Last 3 Years of Net Migration Outstrip the Entire 26 Years from 1981–2007
2.3 million net inflow since 2021 – outstripping the 2.2 million seen from 1981 to 2007.
The Office for National Statistics released its mid-2024 population estimates last week. The headline numbers tell a story we’ve never seen before in modern Britain.
In the last three years — between mid-2021 and mid-2024 — net migration added 2.3 million people to the UK population. Over the same period, there were around 2.017 million births and 1.982 million deaths, leaving a natural increase of just 34,000. That means 98.5% of the UK’s population growth in the last three years has come from immigration.
To put that in perspective: from 1981 to 2007 — a span of 26 years — net migration added 2.2 million people in total. In other words, what once took over a quarter of a century has happened in the last three years.
How It Used to Be
In the 1980s and early 1990s, population growth primarily resulted from natural change — an increase in births over deaths. Net migration was modest, typically in the tens of thousands each year, and in four years it was negative, with more people leaving than arriving.
Growth in that period was steady and predictable, giving time for housing, schools and services to expand gradually.
The Post-1998 Explosion
The shift came in the late 1990s.
Between mid-1998 and mid-1999, net migration passed 100,000, hitting 133 thousand. From there, it climbed steadily. During the Blair years, migration became the dominant driver of population growth.
This continued under the Cameron and May governments, with annual inflows regularly running at 200,000–300,000.
Then came the pandemic. In the first Covid year, net migration dropped to just 84,000. But as restrictions lifted, the numbers didn’t just bounce back — they exploded under Boris Johnson:
624,000 in the year to mid-2022
906,000 in the year to mid-2023
739,000 in the year to mid-2024
These are levels Britain has never seen before.
The Housing Crunch
This demographic surge has collided with a housing market already failing to keep up with demand.
Take England and Wales as an example:
In 1998, just before the migration surge, the average house price was £60,000. The average annual wage was £17,631. That’s a ratio of 3.4 times salary.

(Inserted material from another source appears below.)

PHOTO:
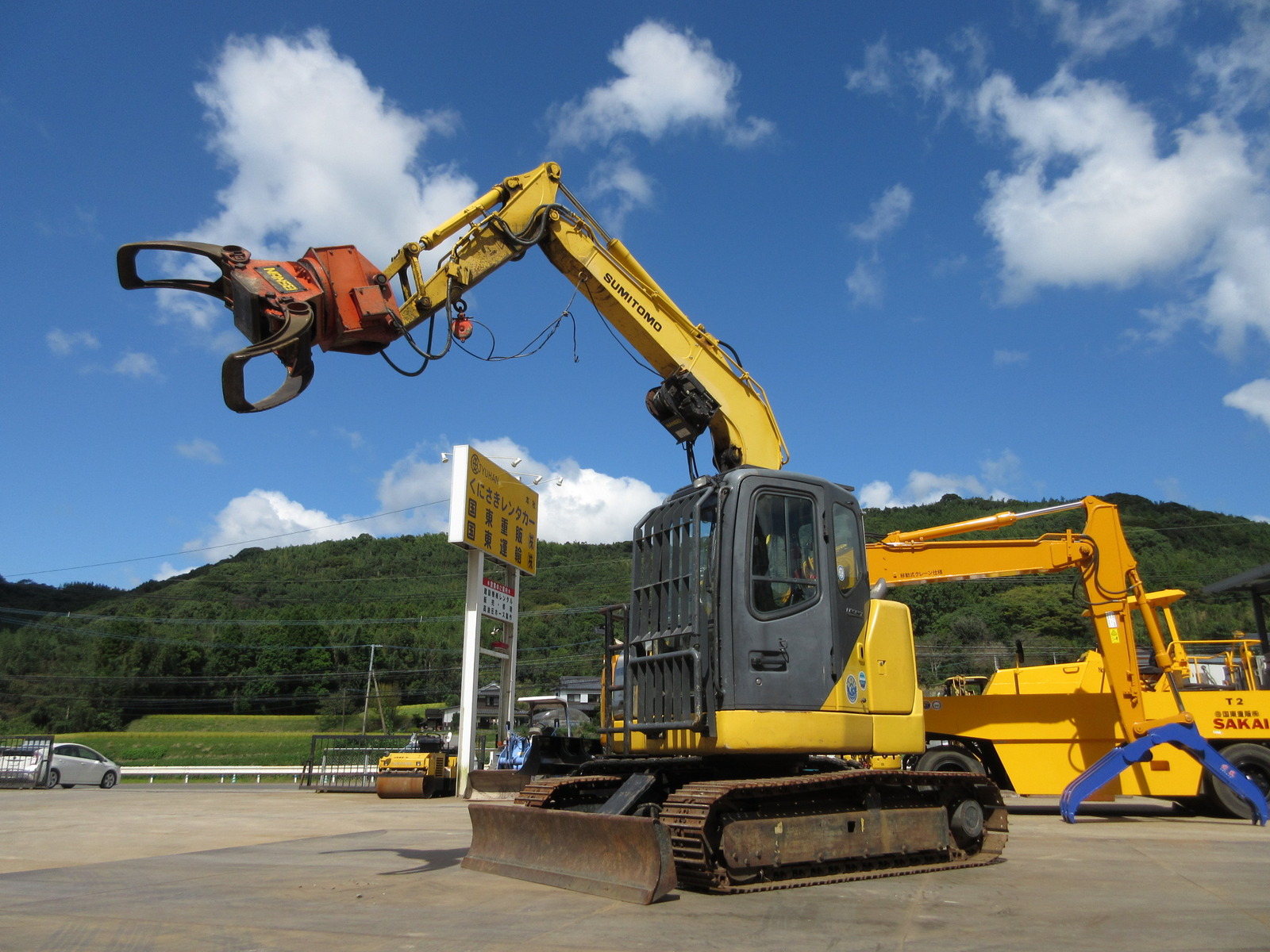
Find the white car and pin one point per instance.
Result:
(73, 765)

By 2024, the average house price had risen to £280,000 — a 367% increase. Wages, by contrast, rose only 113% to £37,468.
The house price-to-earnings ratio has more than doubled to 7.5.
The ratio actually peaked at 8.8 in mid-2021, but higher interest rates and weaker economic conditions have cooled prices slightly. Even so, affordability remains at crisis levels.
The Consequences
Young adults: Many can’t afford to move out unless cohabiting, delaying independence and family formation.
Falling fertility: Birth rates are now at their lowest for over 40 years, partly because high housing costs discourage family starts.
Vicious cycle: Lower birth rates then become the justification for further immigration to fill workforce gaps, which piles more pressure on housing and services.
Public services: Natural change is gradual and predictable. Migration surges are sudden. Too many people chasing too few homes, GP appointments, school places and hospital beds.
The Cultural Dimension
It isn’t just the size of the flows that matters, but also their character.
Most of the record net migration in the last three years has come from non-EU countries. The top five countries of origin have been India, Nigeria, Pakistan, China and Zimbabwe.
This represents a profound cultural shift. Britain has always been shaped by immigration, but never at this pace or scale. Communities are being reshaped within a single generation, not across several. That brings both opportunities and challenges — for integration, social cohesion, and the sense of national identity.
A Generational Shift
Older generations remember when population growth was slow, steady and home-grown. Today, almost all of it is immigration-driven. And the pace — the last three years equalling 26 years — is unprecedented.
This is not just a demographic footnote. It is a transformation reshaping Britain’s housing market, its public services, and its cultural fabric.
Final Thought
In the last three years, net migration has exceeded the entire inflow of the 26 years between 1981 and 2007.
Coupled with a housing market where prices have risen more than three times faster than wages, and with migration flows now predominantly from non-EU countries, the impact on affordability, services, and social cohesion is profound.
This is not gradual, generational change. It is a demographic shift happening at speed — one Britain’s leaders have failed to prepare for.